Владимир Шахрин: Нам очень важно, чтобы люди себя почувствовали в нашей компании друзьями и сами были бы вовлечены в это представление. Мы же не просто так обращаемся к зрителям: «Здравствуйте, родные!»

Владимир Шахрин: Нам очень важно, чтобы люди себя почувствовали в нашей компании друзьями и сами были бы вовлечены в это представление. Мы же не просто так обращаемся к зрителям: «Здравствуйте, родные!»

Фото: Виктор ГРАКОВ

«ПЕСНИ ВЫСОЦКОГО ПЕРЕПИСЫВАЛ ИЗ БЛОКНОТА ОТЦА»

- В числе своих музыкальных пристрастий вы называете песни Владимира Высоцкого. Как считаете, его творчество как-то повлияло на ваш музыкальный стиль и содержание песен?

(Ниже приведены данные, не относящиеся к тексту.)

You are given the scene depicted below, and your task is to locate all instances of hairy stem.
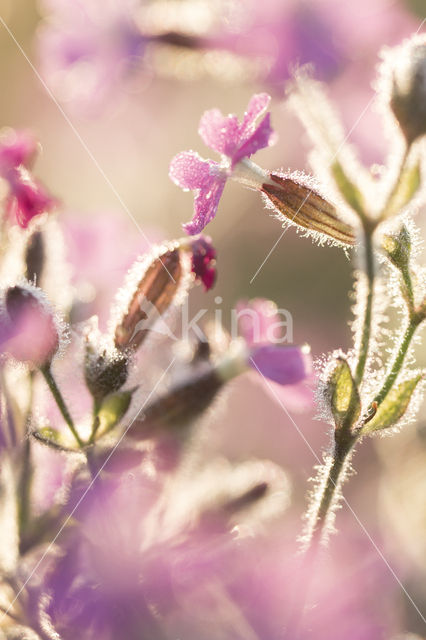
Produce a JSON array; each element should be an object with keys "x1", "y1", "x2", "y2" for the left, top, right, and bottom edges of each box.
[
  {"x1": 309, "y1": 432, "x2": 356, "y2": 545},
  {"x1": 373, "y1": 316, "x2": 421, "y2": 406},
  {"x1": 18, "y1": 372, "x2": 35, "y2": 537},
  {"x1": 41, "y1": 365, "x2": 84, "y2": 448},
  {"x1": 354, "y1": 226, "x2": 375, "y2": 384}
]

- С Высоцким у меня отношения получились достаточно странные. Я честно скажу, что его песни я впервые услышал в исполнении своего отца. Они мне очень понравились, и я начал переписывать слова у него из блокнота. И потом, через годик, в доме появился магнитофон, и появились плохонькие записи, и я смог услышать песни в оригинале. Мне их слушать было очень интересно, потому что это было всегда есть какая-то история со своими героями. Ты себе представляешь этих героев, ставишь себя на их место. У Высоцкого были песни и смешные, и серьезные. И это разительно отличалось от того, что было фоновой музыкой советской эстрады. Вот работает радио у бабушки в кухне, и там какие-то песни поют. Ты их тоже запоминаешь, потому что их часто крутят, но они не заходят тебе в сердце. А Высоцкий, как хорошая книжка, проник прямо в душу. И остался.

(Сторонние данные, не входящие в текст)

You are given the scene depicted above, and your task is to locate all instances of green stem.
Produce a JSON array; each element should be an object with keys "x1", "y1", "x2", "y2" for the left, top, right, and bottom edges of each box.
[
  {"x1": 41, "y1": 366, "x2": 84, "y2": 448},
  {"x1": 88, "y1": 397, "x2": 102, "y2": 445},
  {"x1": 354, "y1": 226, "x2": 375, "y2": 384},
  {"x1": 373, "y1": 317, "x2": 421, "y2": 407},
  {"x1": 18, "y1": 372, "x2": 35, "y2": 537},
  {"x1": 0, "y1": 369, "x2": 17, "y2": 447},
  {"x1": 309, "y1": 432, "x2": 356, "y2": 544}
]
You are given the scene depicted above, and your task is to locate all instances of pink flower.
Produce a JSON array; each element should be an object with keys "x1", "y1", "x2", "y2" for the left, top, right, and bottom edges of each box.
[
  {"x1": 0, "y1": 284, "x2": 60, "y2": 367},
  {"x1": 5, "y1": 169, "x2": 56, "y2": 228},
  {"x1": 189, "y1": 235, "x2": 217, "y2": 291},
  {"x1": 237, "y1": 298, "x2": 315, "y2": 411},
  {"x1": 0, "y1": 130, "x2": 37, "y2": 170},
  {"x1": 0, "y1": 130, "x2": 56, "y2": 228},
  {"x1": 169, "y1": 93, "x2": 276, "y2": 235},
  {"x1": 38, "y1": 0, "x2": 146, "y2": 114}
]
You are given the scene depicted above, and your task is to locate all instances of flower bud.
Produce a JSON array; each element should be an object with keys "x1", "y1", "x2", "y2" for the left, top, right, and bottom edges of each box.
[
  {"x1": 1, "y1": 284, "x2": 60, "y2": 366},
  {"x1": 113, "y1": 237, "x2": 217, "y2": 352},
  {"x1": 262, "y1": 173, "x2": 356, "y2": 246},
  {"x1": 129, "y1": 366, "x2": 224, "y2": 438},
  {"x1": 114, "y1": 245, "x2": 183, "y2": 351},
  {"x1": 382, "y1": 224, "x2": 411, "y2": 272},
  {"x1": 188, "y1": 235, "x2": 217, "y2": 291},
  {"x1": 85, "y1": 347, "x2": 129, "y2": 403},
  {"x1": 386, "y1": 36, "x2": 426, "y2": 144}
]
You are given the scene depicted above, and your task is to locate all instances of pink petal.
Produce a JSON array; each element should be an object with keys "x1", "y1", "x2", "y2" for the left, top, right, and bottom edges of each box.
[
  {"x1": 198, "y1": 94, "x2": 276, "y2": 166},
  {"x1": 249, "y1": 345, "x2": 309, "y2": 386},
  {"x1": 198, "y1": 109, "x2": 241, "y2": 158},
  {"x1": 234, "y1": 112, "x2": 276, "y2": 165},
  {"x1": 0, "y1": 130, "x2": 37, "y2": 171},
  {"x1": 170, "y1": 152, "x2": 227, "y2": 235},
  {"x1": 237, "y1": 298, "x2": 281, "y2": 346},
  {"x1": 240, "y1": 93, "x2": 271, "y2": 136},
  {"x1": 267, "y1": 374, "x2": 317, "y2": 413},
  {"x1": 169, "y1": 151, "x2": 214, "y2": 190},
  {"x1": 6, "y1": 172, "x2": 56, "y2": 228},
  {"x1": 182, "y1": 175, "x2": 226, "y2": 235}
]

Не могу сказать, что сейчас я часто его слушаю, но я по-прежнему с глубочайшим уважением отношусь к этому автору, не изменил своего мнения и благодарен ему за то, что он сформировал мой песенно-поэтический вкус. В принципе русская рок-музыка по своей смысловой нагрузке значительно серьезнее основных образцов западной. Возьмем самые прекрасные британские группы «Битлз» и «Лед Зеппелин» - зачастую их тексты не выдерживают критики. А так как мы в детстве слушали вот такие образцы, как у Высоцкого, и нам казалось, что песня может нести смысл, и в ней может быть хорошая литературная составляющая, то эта традиция перетекла и в рок-музыку.

- Когда Высоцкий писал песни, то вживался в разные образы. У него есть песни от имени шофера, сумасшедшего, зэка. А поэты в основном пишут на основе своих личных переживаний. Какой путь вам ближе?

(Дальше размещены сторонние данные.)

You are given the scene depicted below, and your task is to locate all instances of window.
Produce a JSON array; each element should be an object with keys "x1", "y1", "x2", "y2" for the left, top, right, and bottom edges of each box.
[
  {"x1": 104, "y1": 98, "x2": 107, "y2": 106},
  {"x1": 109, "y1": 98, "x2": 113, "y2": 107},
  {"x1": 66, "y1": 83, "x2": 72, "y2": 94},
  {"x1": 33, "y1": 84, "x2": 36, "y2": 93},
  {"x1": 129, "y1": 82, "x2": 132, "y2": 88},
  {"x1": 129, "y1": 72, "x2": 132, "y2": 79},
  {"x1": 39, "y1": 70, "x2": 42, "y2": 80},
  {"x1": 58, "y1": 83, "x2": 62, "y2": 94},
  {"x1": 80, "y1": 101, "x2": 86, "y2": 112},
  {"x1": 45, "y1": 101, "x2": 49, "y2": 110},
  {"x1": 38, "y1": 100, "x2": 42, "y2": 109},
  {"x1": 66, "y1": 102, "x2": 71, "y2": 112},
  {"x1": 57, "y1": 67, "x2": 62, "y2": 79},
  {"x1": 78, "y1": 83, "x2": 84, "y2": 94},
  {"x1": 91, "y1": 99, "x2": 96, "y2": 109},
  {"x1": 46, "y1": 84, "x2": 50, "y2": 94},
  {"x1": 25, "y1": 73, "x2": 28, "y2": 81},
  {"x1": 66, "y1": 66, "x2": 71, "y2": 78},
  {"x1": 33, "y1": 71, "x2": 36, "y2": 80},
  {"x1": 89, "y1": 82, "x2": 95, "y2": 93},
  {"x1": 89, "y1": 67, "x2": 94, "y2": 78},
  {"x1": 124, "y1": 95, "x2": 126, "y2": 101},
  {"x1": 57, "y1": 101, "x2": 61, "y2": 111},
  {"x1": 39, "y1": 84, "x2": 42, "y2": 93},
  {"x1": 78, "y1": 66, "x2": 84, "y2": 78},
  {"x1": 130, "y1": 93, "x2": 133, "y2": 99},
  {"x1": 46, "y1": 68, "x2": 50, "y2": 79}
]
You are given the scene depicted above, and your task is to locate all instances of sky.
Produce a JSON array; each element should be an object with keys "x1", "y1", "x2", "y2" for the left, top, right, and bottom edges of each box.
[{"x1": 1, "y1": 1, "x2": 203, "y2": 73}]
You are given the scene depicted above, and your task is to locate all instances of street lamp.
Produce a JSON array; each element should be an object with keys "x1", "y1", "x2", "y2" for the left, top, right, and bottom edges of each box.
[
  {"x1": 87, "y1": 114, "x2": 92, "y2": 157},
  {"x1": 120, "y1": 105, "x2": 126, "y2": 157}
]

- Я думаю, что многое зависит от артистических возможностей автора. Высоцкий был и еще хорошим актером, и поэтому ему нравилось перевоплощаться в летчика-истребителя или в сумасшедшего. Это была часть его жизненных интересов. Другому автору – интроверту – нравится копаться в самом себе, и он пишет тексты на основе личных переживаний. Мне, например, сложно представить, как кто-то из современных авторов, например, Саша Васильев из «Сплина», примеряет на себя какие-то костюмы. Он самодостаточен, и ему интересно исследовать свой внутренний мир, что он очень успешно делает. А какой путь правильный? Думаю, все зависит от результата. Если получилась хорошая песня, значит, путь правильный.

У меня достаточно развитая фантазия, я люблю хорошо придуманное кино или книгу, поэтому мне бывает интересно, если не как актеру, то как автору, прожить чью-то чужую историю изнутри. У меня много песен, в которых речь идет не от первого лица и не про меня.

- Исходя из того, что вы упомянули простенькие тексты песен зарубежных культовых групп, получается, что и музыкальная культурная среда в нашей стране должна сильно отличаться от других стран?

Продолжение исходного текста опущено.